I would appreciate anyone's assistance with this issue.

My System
I am using poi-bin-3.8-20120326, tika-app-1.2, and Mac OS X 10.8.1 with Java 1.6.0_33.
Comment 1 Nick Burch 2012-08-28 06:25:42 UTC
There has been some discussions about this on the mailing list. We currently support decoding variable length properties, but not fixed length ones which get stored differently. There's a little bit of code added quite recently towards supporting fixed length ones, but more work is needed on it.
Comment 2 joewiz 2012-08-28 12:07:14 UTC
The thread Nick referred to is http://markmail.org/message/cm5fkzosjlwelz2c.  Also, for additional context, here is the earlier thread on the Tika list: http://markmail.org/message/vtweepcegqwjuxb4.
Comment 3 Claudius Teodorescu 2012-09-22 19:36:13 UTC
Created attachment 29407 [details]
First version of patch for bug 53784
Comment 4 Claudius Teodorescu 2012-09-22 19:39:01 UTC
Attached is a first version of patch for this issue. The date is thus correctly extracted for the messages mentioned. I also made a unit test for those two messages.
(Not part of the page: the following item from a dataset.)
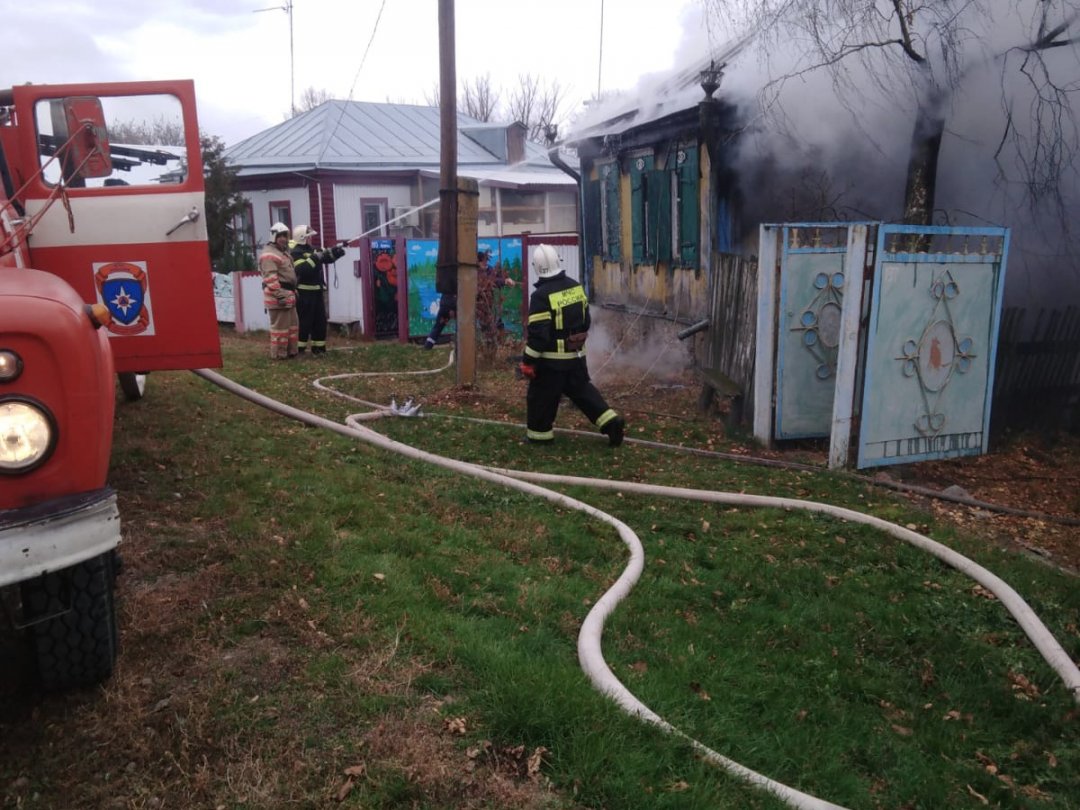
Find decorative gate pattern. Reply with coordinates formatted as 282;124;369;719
774;222;848;438
859;225;1009;468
The flags for client submit time property are not extracted, as would imply modification of another class. If they are necessary now, I can modify that class.
Comment 5 Nick Burch 2012-10-14 14:52:54 UTC
The fix suggested will need some work, as it's a little too specific for the one property type. Thanks for the start though!
Comment 6 Nick Burch 2012-10-15 10:46:57 UTC
I've committed a partial fix for this in r1398241.

I've had to disable part of your test though, as we're now getting a date, but not quite the correct one

Really, we need to finish the property value decoding, add some unit tests for that part, and then re-visit the disabled tests to verify what really should be happening.

Once that's done, we can likely do a bit of refactoring, and then expose more of the properties on MAPIMessage!